We are looking for a Senior DevOps / Infrastructure Engineer to join our existing DevOps team. This is a senior IC role with a broad technical scope: you will own complex initiatives end-to-end, drive collaboration across engineering and science teams, and set a high bar for how we build and operate infrastructure. A significant part of this role is supporting our R&D teams by running and evolving the compute clusters that power bioinformatics pipelines, ML training, and other HPC workloads.

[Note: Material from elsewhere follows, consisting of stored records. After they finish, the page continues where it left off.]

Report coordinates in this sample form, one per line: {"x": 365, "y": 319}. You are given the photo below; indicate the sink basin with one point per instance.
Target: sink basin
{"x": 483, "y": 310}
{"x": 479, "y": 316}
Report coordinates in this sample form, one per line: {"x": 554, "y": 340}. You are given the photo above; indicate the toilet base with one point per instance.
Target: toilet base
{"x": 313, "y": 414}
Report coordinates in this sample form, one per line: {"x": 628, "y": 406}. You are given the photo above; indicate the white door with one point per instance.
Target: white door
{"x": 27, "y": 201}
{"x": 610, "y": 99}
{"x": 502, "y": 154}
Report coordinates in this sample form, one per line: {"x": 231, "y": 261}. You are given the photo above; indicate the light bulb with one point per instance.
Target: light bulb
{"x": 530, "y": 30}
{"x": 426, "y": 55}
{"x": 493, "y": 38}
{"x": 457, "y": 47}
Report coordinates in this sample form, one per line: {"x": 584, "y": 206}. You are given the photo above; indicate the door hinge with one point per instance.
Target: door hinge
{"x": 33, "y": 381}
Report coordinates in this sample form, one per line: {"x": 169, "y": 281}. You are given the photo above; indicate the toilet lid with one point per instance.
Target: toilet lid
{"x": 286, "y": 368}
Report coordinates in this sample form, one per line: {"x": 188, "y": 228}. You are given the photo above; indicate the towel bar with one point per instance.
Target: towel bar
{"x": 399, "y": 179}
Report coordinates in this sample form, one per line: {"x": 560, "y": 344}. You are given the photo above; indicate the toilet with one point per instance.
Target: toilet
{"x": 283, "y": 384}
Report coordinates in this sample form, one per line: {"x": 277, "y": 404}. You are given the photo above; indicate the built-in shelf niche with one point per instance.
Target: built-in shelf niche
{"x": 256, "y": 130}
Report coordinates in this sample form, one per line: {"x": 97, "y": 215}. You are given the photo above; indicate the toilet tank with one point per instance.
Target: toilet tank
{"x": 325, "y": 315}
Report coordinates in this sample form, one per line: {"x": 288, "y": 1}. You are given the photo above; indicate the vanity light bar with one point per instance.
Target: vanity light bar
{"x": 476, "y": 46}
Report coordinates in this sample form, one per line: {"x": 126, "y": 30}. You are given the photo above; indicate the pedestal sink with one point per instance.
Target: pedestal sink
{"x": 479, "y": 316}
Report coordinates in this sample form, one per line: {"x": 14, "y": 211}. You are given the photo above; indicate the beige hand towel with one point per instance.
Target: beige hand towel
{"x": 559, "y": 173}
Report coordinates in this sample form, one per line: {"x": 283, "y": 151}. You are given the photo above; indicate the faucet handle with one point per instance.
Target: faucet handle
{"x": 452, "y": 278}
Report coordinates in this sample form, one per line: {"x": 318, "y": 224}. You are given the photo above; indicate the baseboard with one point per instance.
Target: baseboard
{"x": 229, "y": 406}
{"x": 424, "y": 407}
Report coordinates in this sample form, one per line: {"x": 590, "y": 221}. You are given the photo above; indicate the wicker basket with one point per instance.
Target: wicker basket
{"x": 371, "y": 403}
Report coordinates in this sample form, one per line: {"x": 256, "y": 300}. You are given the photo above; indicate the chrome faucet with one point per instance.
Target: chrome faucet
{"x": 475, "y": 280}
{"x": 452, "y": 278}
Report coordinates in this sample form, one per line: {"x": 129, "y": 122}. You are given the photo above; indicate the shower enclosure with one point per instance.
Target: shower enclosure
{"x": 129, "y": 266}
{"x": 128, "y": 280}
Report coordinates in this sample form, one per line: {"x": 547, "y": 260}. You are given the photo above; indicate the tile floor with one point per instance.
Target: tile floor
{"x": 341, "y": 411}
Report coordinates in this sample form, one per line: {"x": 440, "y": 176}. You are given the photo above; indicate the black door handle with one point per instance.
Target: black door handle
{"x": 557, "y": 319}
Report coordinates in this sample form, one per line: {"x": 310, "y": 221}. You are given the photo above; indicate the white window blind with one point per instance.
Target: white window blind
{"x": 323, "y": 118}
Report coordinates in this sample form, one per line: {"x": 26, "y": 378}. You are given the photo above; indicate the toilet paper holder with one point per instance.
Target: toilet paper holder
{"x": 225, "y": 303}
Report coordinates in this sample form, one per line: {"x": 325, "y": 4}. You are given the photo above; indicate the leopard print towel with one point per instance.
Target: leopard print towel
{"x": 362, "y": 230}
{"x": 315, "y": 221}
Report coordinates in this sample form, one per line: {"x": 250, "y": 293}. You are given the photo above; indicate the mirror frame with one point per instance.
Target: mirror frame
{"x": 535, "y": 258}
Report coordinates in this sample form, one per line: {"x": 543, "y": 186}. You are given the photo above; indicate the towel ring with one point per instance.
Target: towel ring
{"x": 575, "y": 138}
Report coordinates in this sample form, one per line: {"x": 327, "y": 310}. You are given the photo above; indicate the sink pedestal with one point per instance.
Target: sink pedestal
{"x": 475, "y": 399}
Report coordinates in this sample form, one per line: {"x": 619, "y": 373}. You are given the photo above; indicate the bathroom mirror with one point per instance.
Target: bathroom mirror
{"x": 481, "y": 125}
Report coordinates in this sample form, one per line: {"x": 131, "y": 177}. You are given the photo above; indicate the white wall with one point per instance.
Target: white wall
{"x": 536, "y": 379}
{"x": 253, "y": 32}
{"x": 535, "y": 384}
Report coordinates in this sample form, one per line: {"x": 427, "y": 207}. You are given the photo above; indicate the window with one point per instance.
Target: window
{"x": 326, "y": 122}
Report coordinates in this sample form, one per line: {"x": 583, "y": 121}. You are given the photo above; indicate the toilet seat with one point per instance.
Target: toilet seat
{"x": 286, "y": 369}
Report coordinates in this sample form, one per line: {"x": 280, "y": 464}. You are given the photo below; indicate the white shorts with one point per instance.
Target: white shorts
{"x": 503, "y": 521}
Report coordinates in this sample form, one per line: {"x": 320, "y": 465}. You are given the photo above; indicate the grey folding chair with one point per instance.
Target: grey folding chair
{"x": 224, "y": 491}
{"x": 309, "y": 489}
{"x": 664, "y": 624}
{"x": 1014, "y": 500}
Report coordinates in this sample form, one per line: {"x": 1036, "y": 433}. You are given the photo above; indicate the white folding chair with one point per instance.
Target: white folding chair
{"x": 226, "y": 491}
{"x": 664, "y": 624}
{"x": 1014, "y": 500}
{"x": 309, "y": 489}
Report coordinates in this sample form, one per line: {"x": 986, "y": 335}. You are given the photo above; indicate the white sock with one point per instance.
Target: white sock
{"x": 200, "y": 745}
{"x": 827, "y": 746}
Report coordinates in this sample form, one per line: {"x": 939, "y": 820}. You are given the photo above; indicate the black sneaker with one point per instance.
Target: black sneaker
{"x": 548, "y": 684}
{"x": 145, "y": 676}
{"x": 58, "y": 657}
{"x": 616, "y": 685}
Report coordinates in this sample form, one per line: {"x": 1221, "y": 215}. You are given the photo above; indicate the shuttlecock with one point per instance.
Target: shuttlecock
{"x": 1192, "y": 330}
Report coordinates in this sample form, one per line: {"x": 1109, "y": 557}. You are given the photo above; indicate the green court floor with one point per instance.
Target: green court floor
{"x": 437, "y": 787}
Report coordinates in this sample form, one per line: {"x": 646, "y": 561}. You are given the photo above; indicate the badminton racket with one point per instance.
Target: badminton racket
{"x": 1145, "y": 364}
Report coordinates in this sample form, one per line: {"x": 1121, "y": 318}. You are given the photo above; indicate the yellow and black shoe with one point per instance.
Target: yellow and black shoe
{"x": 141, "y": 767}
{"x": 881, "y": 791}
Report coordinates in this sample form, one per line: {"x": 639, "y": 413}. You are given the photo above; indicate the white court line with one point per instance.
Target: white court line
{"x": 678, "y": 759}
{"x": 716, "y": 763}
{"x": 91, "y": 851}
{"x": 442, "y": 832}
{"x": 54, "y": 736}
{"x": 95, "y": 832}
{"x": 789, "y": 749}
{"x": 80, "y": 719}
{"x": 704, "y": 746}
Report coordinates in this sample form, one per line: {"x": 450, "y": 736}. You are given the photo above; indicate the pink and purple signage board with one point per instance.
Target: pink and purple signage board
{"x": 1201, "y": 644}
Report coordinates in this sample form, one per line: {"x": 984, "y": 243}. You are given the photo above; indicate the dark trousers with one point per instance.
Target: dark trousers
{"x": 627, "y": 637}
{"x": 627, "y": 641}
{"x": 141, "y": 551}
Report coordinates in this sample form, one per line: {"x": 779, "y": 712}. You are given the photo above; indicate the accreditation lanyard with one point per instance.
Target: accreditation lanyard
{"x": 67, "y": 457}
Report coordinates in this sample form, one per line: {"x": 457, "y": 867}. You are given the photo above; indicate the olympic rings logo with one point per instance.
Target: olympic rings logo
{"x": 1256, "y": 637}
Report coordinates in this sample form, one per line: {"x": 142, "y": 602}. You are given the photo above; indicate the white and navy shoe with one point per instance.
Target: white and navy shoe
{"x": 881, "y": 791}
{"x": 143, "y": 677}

Highly autonomous: able to operate with minimal guidance, prioritize work independently, and take full ownership of infrastructure decisions and outcomes.

## Requirements

### Must-Have

-   10+ years of infrastructure and DevOps engineering experience, with a proven track record in senior or lead IC roles
-   Ability to take end-to-end ownership of complex, multi-team initiatives and drive them from design through to production
-   Hands-on experience running HPC or research compute clusters: bare-metal provisioning, Slurm (or equivalent), GPU infrastructure, and shared storage (NFS, Lustre, or similar)
-   Comfortable operating in environments with a mix of cloud, VPS, and bare-metal systems, including legacy or non-standard setups
-   Experience supporting scientific or R&D teams with mixed workloads: long-running CPU batch jobs, GPU training jobs, and interactive compute
-   Deep, hands-on AWS expertise: EKS/Kubernetes, IAM, VPC networking, S3, RDS, and cost management
-   Solid Terraform skills and a principled approach to infrastructure-as-code
-   Strong Linux fundamentals and experience managing multi-node environments at scale
-   Experience owning and improving production observability systems (Prometheus/Grafana, OpenTelemetry, ELK, or similar)
-   Strong security fundamentals: threat modeling, least-privilege access design, vulnerability management, and compliance frameworks
-   Experience owning incident management end-to-end, including process design and continuous improvement
-   Excellent communication skills; able to work directly with researchers and scientists as well as with engineering and leadership
-   Fluent English.

### Nice-to-Have

-   Background in biotech, bioinformatics, or scientific computing environments
-   SOC 2 Type II audit experience
-   Monorepo tooling and developer platform engineering. 

###   
Key Responsibilities 

-   Own our cloud infrastructure across AWS and third-party hosting and compute providers; ensure it is reliable, scalable, and cost-efficient
-   Own and operate bare-metal compute clusters: node provisioning, configuration management, networking, secure access, and ongoing reliability
-   Build and maintain configuration management using Ansible (or similar), ensuring reproducible and scalable server provisioning
-   Set up and maintain Slurm for job scheduling across CPU and GPU node pools; ensure researchers can submit, monitor, and manage jobs without DevOps involvement
-   Design and manage cluster networking: management and storage networks, inter-node communication, DNS, and secure perimeter access, including bastion/jump host setup
-   Deep hands-on experience managing Linux-based infrastructure, including networking, firewalls, VPNs, and performance tuning in distributed environments
-   Own disaster recovery and business continuity: define RTO/RPO targets, maintain runbooks, and run regular tests
-   Manage and optimize infrastructure spend through capacity planning, right-sizing, and intelligent use of reserved and spot capacity
-   Manage Kubernetes clusters, networking, and workload scheduling across cloud and on-premise environments
-   Enable infrastructure-as-code practices in Terraform; drive consistency, modularity, and auditability across the codebase
-   Evolve our observability platform: improve coverage, reduce alert noise, and ensure engineering teams have the visibility they need to detect and resolve issues quickly
-   Own security posture across the platform: IAM policies, secrets management, network segmentation, vulnerability management, and SOC 2 compliance
-   Lead incident management: on-call processes, escalation policies, runbooks, and blameless post-mortems
-   Drive CI/CD improvements and developer workflow initiatives that meaningfully increase engineering throughput
-   Evolve internal tooling and CLI infrastructure that engineering teams depend on daily. 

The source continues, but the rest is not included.